In una delle lettere ad Andrea Dandolo, Francesco Petrarca ricorda come filosofi e poeti, condottieri e santi siano stati grandi viaggiatori. Egli stesso si definisce “pellegrino viandante su questa terra” rivelando come il viaggio diventi simbolo della condizione umana nel passaggio terreno. Assiduo viaggiatore lo è davvero anche nel concreto, spinto da un profondo bisogno di evasione dall’inguaribile malinconia, mosso da esigenze di studio, da necessità familiari o legate ai suoi numerosi incarichi pubblici. Percorre le strade d’Italia e d’Europa sopportando fatiche e affrontando disagi, pericoli, agguati di briganti, naufragi, e ci tramanda il ricordo delle vicende più singolari. Nel 1343 in una lettera indirizzata a Giovanni Colonna descrive la tempesta cui gli accade di assistere a Napoli: “Oh il diluvio, oh i venti, oh le saette! Oh fragore di cielo, commovimento di terra, oh mugghio del mare! Oh ululato degli uomini!… Quale orrendo spettacolo! Nel mezzo stesso del porto spaventoso e lagrimevole naufragio… Alti monti di flutti scorrevano tra Napoli e Capri…”.

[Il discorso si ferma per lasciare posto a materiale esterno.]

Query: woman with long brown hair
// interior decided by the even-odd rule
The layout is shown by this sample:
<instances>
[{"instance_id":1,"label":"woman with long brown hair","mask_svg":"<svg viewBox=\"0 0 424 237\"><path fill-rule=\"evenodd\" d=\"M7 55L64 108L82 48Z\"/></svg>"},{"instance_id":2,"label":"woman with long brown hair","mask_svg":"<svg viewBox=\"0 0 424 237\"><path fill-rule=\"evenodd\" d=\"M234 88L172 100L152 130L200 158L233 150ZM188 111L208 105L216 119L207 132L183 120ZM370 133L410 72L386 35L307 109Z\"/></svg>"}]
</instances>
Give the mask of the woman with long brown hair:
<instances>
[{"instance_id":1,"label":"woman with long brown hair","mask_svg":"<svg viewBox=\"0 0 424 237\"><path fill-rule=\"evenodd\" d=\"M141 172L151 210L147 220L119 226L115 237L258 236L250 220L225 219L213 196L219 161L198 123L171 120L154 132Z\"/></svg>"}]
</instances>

È in missione diplomatica nel suo secondo viaggio a Napoli che ha raggiunto per la via di terra, inviato dal Papa Clemente VI e dal Cardinale Colonna. I suoi carissimi amici Giovanni Barrili e Marco Barbato lo accompagnano a visitare Baia di cui ammira la spiaggia “deliziosissima” anche in pieno inverno e le terme grandiose. Pozzuoli colpisce la sua immaginazione per gli interessanti fenomeni delle solfatare e perché vi conosce una donna guerriera, Maria, degna di essere paragonata alla virgiliana Camilla. Visita i luoghi descritti da Virgilio e prima di lui da Omero: il monte Falerno famoso per i suoi vigneti, l’antro pauroso della Sibilla, i laghi di Averno e Lucrino e le acque ferme del lago di Fusaro, un tempo identificato con la palude Acherontica. Il Petrarca umanista si entusiasma a tal punto che proclama quel giorno il più lieto della sua vita.

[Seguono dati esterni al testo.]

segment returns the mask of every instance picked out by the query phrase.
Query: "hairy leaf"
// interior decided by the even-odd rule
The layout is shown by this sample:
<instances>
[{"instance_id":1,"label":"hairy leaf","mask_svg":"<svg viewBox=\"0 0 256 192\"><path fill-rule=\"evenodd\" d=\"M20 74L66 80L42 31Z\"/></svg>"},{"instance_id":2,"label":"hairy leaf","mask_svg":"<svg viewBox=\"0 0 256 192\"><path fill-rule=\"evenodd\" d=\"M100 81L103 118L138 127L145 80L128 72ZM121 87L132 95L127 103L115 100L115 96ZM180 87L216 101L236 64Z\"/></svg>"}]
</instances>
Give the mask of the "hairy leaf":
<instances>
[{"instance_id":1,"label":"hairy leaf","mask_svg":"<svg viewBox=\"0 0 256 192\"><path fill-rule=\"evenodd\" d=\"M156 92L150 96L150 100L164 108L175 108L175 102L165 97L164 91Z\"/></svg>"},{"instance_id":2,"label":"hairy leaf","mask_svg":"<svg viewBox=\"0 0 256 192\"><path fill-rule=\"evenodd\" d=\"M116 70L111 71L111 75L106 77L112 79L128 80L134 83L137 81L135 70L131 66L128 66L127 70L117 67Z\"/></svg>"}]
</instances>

Durante il soggiorno napoletano si scatena nel golfo una tremenda tempesta. Petrarca è ospite nel convento dei Frati Minori posto in posizione elevata sulla città. Destato di notte dal fragore dei tuoni, dal balenare dei lampi e dalla pioggia battente, si rifugia con i frati nella cappella del convento e passa le ore steso in terra a pregare, finché alle prime luci dell’alba corre con il popolo a vedere sulla riva del porto lo scempio delle navi che hanno fatto naufragio. Ne riceve un’impressione indimenticabile di orrore e di pietà, di forza oscura e primitiva, rievocata con tale intensità e ampiezza da far pensare a risonanze di paesaggi romantici.